NHSProviders homepage

Working better together in neighbourhoods

What does this mean for the national level?

The role of national bodies, such as NHS England, DHSC and HM Treasury, as well as national charities and organisations, is to create the conditions and permission for change and to inspire the advancement of neighbourhood working as a core part of delivering on a broad set of policy goals. 

National frameworks and policy documents such as the Fuller stocktake provide valuable guidance and validation for the work being done at the local level. However, the hyper-local nature of these initiatives and their adaptation to local contexts does not lend itself to a standardised or directive model of change. This means taking a high-trust and light-touch approach to supporting and funding change and monitoring progress. 
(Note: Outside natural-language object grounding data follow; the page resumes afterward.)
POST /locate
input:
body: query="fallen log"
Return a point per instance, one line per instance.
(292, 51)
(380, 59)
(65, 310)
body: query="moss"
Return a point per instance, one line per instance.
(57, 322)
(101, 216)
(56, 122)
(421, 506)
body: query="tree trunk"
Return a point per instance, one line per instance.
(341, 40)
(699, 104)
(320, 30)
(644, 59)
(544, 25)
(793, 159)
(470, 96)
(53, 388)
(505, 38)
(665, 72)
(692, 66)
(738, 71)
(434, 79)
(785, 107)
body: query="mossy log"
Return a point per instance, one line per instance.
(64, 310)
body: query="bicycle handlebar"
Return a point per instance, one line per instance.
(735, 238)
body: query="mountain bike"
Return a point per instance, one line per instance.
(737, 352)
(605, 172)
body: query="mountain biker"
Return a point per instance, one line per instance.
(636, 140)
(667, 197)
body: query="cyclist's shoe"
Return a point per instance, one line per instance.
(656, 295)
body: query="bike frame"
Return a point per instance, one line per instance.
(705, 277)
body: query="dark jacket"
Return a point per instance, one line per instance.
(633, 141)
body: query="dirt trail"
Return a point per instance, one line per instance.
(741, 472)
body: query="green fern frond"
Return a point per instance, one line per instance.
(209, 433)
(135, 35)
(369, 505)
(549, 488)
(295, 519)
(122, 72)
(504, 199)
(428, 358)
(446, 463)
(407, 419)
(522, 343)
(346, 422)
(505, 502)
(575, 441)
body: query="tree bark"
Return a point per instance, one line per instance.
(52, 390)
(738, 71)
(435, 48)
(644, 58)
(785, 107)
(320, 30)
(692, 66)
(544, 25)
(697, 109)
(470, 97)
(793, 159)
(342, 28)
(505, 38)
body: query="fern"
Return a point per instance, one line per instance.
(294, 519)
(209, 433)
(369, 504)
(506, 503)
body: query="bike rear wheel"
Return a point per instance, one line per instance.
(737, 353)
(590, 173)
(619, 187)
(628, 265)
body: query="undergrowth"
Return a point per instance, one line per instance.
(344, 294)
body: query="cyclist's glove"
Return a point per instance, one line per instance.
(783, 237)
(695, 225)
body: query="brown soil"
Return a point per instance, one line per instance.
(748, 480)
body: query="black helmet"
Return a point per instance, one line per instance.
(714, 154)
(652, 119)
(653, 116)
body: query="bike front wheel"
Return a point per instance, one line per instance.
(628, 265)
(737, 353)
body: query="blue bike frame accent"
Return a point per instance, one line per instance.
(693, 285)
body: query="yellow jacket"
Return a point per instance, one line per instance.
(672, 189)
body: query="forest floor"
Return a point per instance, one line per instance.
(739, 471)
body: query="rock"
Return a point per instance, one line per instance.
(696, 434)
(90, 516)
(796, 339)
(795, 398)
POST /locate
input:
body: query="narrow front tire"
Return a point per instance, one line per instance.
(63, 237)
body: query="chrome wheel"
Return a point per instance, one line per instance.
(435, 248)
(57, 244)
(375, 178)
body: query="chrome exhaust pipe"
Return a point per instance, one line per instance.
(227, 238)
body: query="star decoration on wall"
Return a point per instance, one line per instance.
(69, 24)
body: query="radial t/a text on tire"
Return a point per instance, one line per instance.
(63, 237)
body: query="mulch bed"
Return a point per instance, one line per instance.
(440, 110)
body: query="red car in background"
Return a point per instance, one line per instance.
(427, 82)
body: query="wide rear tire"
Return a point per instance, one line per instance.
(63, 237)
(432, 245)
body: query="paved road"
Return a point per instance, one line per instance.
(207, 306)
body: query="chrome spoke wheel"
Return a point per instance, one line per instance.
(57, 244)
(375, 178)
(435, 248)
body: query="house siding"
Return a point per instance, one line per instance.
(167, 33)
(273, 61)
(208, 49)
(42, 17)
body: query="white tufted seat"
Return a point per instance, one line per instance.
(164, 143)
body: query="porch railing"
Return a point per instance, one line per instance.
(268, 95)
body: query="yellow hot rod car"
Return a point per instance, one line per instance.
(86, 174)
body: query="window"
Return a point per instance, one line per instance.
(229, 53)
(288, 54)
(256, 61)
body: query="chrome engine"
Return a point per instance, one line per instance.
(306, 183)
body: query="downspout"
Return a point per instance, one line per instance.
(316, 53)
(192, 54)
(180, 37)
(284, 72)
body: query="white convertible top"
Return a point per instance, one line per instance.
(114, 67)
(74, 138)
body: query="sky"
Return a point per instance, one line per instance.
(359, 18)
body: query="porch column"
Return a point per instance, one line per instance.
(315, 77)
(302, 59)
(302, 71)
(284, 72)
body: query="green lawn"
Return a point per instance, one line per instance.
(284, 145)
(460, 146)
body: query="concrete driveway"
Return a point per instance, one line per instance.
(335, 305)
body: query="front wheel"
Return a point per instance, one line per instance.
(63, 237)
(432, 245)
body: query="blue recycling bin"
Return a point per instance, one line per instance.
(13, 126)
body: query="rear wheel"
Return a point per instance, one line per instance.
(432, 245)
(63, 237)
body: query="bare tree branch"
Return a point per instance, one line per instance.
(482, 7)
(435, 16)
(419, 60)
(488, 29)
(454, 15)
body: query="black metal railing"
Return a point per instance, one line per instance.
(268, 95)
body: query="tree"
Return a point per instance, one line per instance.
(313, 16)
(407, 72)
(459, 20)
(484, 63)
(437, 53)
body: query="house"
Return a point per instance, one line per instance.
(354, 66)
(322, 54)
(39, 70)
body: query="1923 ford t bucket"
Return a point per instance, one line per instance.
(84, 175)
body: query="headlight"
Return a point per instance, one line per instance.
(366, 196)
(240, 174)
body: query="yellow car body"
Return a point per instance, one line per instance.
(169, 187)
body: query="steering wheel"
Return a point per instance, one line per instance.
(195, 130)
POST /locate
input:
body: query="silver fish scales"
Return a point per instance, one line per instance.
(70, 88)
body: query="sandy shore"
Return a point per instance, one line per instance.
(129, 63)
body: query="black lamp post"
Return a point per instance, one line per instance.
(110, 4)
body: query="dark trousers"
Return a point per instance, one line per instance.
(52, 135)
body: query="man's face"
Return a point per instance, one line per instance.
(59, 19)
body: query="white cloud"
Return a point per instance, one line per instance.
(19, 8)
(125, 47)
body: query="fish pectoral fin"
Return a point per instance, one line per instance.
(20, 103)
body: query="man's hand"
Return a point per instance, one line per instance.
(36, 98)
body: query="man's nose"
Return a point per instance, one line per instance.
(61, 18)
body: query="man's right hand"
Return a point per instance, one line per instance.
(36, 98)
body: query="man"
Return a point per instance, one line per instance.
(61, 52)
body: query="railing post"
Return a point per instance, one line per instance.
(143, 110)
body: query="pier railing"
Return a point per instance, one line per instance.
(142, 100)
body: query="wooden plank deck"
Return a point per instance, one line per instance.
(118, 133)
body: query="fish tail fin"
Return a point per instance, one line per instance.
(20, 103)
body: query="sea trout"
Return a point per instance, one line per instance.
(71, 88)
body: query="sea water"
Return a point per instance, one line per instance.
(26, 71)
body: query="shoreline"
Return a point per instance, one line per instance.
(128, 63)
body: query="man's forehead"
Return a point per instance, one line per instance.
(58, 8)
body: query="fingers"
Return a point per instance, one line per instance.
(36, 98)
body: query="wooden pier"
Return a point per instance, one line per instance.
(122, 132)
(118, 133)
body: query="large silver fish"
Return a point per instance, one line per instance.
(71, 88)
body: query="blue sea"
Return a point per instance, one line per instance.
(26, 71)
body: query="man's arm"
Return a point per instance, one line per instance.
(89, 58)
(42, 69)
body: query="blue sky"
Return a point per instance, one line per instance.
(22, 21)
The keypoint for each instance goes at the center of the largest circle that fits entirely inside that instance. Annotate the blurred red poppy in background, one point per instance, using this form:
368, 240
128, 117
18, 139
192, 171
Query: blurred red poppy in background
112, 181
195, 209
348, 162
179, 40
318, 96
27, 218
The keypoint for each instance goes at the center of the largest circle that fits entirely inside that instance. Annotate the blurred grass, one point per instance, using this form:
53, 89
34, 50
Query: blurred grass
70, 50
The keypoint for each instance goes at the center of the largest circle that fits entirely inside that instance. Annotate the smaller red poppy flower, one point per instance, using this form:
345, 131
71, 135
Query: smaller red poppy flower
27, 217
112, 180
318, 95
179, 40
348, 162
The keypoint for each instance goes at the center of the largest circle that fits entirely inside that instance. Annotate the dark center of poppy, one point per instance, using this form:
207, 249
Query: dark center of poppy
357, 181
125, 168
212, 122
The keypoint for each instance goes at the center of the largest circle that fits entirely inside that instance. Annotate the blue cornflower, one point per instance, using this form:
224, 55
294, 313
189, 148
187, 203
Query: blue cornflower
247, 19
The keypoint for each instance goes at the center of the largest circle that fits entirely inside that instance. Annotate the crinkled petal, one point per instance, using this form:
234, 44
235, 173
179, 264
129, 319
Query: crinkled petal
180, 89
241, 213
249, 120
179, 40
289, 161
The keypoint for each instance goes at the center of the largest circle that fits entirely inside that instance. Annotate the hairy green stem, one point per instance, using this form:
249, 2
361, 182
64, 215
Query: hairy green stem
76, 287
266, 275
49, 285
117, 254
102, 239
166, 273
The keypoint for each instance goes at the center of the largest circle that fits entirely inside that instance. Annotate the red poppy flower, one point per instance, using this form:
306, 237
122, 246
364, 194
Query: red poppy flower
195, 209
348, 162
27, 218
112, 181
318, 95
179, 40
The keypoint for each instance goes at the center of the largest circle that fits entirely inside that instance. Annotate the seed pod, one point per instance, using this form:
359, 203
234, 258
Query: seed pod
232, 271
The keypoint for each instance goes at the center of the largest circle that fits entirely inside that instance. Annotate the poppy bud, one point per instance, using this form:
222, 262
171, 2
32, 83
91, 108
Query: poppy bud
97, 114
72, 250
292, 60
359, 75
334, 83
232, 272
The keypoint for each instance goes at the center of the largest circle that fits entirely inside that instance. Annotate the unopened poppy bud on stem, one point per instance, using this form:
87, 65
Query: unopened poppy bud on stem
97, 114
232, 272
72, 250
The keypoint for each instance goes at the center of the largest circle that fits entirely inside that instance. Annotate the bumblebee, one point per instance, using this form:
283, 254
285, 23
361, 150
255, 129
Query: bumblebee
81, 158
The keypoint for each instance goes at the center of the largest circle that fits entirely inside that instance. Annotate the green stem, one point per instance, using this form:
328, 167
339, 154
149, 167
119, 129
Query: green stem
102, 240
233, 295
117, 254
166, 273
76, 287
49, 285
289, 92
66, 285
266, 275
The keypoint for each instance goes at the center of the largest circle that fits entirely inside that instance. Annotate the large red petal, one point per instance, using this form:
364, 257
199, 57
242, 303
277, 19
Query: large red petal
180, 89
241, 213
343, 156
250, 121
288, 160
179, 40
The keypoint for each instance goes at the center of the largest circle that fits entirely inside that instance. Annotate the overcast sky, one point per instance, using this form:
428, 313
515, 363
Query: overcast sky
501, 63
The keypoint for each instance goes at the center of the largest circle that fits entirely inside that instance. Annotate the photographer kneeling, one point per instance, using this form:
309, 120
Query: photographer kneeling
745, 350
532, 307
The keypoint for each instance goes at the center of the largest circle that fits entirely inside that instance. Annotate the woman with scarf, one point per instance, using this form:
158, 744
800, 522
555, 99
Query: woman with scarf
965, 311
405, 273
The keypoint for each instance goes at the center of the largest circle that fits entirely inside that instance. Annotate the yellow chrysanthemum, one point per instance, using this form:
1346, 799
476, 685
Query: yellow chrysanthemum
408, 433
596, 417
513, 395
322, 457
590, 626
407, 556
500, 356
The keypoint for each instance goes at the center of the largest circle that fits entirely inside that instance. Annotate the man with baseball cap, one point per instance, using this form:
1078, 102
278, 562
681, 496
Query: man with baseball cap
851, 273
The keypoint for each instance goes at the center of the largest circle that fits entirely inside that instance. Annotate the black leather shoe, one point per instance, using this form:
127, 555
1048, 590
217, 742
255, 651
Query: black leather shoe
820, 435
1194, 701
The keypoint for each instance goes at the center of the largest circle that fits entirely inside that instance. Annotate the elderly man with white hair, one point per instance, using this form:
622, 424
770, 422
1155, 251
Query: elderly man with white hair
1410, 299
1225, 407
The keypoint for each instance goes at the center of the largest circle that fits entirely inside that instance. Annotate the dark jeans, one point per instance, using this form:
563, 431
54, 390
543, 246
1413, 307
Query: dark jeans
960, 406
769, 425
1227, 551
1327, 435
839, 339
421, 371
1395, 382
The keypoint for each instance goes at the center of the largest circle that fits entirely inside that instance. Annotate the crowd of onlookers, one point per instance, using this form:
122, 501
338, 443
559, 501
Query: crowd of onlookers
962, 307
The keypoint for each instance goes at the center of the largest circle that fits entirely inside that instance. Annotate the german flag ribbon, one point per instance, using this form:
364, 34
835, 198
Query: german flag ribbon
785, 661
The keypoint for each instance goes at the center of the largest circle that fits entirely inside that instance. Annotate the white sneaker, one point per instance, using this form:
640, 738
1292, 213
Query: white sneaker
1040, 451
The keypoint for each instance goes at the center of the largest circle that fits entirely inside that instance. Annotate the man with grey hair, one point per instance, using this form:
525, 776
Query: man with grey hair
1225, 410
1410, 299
In addition to the practical steps at the neighbourhood and system and place level set out in the previous section, we have also identified specific policy recommendations at the national level which would facilitate good neighbourhood working to develop.

  • NHS England and the DHSC need to embed these ideas in the new ten-year plan for the NHS. The shift to a community-first approach should be recognised as one of the biggest change programmes in the statutory sector’s history and supported as such. The ten-year engagement planning and health mission delivery board should have a specific focus on greater devolution as part of NHS reform. prioritising new models that strengthen community-based health, unlock community assets and strengthen local decision-making.  However, they need to accept that the models have to be developed locally and resist the temptation to develop national templates and exemplars or to reinvent the project management approach used for the integrated care vanguard programme. 
  • Much more devolution of decision-making and less central direction in how NHS England operates is required.  This is needed to create the space and energy for neighbourhood working to flourish. 
  • NHS England should make changes to create a funding regime that is more supportive of this new settlement: 
  1. Each ICS should be encouraged and empowered to use flexibility within the existing NHS Payment Scheme to support local innovation and experimentation
  2. Adapt the NHS Payment Scheme in 2026 to include outcomes-based payments. This will enable ICSs to create the better financial incentives to support a leftward shift in services and resources towards primary and community care.
  3. Implement the Hewitt review’s recommendations related to how non-recurrent funding is managed, with fewer stipulations on how it is used locally, and reducing the number of national targets, focusing more on outcomes than activity. 
  • DHSC and NHS England should shift the NHS to multi-year funding and planning cycles aligned with local authorities, to enable long-term planning and accelerate integration in budget management, planning and delivery between health and local government. HM Treasury should help to facilitate this change.
  • DHSC and the Ministry of Housing Communities and Local Government should review Better Care Fund and Section 75 arrangements and consider how they can make pooling budgets easier, including by reducing the reporting and governance requirements associated with them. 
  • NHSE and DHSC should revise the GP contract to create greater devolved accountability, strengthening primary care’s capacity to play a leading role in neighbourhood health models. Reviewing the Carr-Hill formula will be key to strengthening investment in some of the most deprived communities.
  • NHS England should ensure that evidenced approaches are documented and available for system, place and neighbourhood partners to draw from as they develop their local approaches. These should particularly include examples that combine community and statutory leadership.
  • Cross-government action is required to promote this agenda. Government should convene cross-departmental work with an alliance of organisations at national level that are leading or driving change in neighbourhood health across health, local authority, business, communities and voluntary sector to inform future policy planning. This should include the development of more routes for schemes to obtain seed-corn funding to promote local initiatives.